Jase froze as Tonya Black stepped fully into the room and without turning around closed the slider behind her.
The gun never wavered. Tonya Black's lacquered blond hair never moved. And the look of undiluted madness in her heavily made-up eyes told him she'd shoot them both without provocation if he made the wrong move.
"Preordained?" Jase asked carefully, all the while inching slightly forward, easing Janey back behind him.
"It truly is touching," Tonya repeated with a sad shake of her head. "But your loyalty is misplaced, young man. God's will must be done."
"I understand," Jase said, working to keep his voice supplicating, non-confrontational. "I understand why God might want Alice Perkins dead—"
"Who wouldn't understand?" Tonya interrupted, her face flaming the brilliant red of righteousness. "She was a fornicator and a whore. She was the devil's instrument. She lured and tempted and dragged Samuel down in the slime with her."
Jase felt Janey coil as tight as a spring beside him. He squeezed her leg. A caution. A plea to be quiet. To not do something stupid.

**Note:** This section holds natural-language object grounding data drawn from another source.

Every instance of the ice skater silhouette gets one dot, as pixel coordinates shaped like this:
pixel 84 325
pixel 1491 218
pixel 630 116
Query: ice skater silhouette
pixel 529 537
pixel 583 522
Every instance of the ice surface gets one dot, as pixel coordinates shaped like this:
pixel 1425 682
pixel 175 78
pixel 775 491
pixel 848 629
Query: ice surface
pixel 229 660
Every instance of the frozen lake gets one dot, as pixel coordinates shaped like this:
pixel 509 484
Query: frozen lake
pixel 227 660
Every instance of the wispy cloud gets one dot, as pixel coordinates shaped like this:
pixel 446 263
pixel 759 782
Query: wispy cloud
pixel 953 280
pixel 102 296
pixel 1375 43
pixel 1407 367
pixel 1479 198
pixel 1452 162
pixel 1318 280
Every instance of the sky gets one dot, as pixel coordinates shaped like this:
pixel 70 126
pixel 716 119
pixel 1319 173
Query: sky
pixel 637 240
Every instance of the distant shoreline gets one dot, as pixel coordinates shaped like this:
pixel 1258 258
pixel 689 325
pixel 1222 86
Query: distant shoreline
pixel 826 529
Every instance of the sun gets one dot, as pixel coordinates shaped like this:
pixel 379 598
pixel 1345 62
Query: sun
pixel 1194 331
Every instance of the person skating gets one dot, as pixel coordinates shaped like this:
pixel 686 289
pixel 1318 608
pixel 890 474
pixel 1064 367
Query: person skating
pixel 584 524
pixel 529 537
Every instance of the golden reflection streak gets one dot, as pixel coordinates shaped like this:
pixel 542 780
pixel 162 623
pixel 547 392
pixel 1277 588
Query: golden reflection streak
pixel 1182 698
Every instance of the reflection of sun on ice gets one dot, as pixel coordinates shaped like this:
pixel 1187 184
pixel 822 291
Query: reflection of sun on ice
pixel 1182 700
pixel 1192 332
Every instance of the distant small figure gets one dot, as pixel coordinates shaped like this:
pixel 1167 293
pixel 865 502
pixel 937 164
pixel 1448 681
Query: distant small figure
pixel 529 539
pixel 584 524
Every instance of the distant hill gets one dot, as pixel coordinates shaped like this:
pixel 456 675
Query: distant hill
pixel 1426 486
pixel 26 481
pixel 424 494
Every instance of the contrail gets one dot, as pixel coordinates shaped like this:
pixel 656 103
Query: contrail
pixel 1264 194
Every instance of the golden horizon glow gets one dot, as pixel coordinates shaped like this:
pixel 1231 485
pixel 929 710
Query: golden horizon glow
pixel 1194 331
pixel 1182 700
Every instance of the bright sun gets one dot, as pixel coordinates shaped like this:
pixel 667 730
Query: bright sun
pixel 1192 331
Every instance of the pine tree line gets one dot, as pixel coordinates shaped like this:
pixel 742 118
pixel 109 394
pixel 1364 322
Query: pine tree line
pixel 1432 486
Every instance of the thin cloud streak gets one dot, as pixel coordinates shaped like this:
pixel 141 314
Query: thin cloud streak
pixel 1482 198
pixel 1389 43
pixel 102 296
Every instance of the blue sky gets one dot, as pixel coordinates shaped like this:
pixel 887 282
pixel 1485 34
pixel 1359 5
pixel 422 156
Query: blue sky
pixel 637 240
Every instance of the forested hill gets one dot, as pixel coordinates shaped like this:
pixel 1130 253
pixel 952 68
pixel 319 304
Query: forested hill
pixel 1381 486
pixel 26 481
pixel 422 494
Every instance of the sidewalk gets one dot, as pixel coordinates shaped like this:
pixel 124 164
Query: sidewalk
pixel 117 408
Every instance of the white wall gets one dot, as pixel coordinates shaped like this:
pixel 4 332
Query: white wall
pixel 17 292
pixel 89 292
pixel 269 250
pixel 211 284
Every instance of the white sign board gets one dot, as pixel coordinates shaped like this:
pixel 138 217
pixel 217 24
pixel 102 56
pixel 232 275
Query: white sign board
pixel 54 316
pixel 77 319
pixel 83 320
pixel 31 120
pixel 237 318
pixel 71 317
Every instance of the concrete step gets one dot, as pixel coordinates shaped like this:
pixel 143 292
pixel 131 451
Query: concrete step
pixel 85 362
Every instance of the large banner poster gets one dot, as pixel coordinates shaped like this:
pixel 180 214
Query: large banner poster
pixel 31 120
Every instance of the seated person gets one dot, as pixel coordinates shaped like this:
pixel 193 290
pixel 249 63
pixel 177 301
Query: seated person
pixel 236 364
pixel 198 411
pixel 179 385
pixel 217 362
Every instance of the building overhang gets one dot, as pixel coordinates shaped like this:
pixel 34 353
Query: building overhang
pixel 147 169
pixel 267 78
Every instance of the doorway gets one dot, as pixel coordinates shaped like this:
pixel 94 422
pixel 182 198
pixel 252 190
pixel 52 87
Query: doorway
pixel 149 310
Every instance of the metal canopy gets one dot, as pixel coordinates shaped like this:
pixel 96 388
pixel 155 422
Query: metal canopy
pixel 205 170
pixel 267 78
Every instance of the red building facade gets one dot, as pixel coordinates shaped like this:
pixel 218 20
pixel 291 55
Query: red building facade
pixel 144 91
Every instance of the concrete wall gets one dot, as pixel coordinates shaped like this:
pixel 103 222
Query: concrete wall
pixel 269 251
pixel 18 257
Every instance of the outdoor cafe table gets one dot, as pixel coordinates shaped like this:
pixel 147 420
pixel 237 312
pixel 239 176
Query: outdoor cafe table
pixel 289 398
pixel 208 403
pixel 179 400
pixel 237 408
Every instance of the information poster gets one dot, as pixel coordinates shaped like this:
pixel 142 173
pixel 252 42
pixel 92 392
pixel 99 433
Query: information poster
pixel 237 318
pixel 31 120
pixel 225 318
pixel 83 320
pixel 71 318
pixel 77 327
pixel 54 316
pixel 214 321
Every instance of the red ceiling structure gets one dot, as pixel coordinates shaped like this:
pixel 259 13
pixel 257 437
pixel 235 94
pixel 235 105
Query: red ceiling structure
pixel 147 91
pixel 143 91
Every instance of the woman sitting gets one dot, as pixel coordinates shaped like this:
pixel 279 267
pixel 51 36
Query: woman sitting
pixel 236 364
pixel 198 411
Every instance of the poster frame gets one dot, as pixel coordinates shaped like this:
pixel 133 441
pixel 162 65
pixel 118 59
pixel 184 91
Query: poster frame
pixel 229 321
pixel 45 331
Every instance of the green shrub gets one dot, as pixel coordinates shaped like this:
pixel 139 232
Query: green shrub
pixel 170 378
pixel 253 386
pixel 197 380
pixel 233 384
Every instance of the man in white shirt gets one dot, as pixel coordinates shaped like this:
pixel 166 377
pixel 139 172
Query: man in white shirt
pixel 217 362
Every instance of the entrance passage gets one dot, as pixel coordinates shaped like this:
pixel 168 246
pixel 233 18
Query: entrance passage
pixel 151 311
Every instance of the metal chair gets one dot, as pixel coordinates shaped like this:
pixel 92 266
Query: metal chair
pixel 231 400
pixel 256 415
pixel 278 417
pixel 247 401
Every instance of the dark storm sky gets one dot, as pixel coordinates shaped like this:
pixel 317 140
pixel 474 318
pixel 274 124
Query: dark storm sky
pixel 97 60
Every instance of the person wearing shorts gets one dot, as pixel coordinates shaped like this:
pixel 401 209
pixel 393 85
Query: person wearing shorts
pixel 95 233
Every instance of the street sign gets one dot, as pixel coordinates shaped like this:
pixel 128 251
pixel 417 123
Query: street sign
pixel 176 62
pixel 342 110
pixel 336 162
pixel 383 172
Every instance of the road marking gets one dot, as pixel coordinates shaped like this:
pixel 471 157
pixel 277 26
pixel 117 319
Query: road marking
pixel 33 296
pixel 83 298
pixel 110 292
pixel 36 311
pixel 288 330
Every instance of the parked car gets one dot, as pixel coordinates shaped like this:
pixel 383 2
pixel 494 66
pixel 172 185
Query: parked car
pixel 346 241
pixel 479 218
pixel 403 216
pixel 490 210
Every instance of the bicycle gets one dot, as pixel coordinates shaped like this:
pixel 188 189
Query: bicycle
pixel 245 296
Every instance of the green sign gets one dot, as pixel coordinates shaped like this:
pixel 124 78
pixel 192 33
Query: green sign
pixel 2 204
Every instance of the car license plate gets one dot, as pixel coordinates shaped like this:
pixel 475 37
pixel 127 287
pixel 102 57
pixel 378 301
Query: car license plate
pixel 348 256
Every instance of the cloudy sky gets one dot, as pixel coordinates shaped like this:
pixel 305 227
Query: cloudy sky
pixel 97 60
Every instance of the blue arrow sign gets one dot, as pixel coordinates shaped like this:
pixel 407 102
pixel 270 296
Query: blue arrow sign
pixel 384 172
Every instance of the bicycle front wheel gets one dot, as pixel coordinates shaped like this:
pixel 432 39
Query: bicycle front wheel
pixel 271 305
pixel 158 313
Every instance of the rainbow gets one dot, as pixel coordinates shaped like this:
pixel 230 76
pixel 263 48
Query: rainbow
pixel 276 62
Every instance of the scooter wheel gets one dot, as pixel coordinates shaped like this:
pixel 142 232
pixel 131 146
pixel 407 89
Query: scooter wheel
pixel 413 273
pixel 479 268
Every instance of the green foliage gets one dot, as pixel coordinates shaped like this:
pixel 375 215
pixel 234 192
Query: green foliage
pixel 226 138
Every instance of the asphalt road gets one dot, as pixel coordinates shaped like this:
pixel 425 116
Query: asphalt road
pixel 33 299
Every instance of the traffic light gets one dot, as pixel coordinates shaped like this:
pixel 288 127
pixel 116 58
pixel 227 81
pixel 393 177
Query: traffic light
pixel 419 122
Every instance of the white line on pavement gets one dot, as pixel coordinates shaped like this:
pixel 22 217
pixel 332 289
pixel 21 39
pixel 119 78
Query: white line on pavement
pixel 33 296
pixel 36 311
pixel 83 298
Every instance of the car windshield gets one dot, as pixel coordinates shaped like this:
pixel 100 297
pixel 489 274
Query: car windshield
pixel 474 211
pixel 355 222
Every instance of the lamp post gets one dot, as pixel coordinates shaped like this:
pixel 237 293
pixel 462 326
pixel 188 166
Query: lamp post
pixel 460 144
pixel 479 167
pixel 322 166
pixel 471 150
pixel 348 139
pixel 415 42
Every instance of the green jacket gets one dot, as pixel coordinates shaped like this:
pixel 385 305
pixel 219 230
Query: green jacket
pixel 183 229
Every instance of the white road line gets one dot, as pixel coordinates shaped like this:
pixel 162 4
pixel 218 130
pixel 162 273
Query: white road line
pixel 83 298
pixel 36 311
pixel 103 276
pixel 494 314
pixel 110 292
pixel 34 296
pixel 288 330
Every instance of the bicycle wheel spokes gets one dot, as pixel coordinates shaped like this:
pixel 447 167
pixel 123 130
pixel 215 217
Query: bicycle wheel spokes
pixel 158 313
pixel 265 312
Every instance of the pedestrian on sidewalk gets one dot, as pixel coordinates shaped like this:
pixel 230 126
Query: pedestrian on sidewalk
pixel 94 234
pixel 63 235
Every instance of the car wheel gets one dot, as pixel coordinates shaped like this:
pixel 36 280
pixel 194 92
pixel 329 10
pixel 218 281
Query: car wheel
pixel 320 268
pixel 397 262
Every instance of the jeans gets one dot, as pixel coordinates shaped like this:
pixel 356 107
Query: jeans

"So you hired Alex Marshall to kill her," he concluded with what he hoped passed for an appreciative nod of his head. "And to kill the others, too."
Tonya smiled. "I knew you'd figure it out eventually. You're a smart young man."
"Not smart enough to figure out why you would hire a murderer to do God's will."
Chew on that one, sister.
As he'd hoped, his conclusion shook her. At least momentarily. "Alex Marshall was my instrument. My instrument through which I dealt the Lord's will."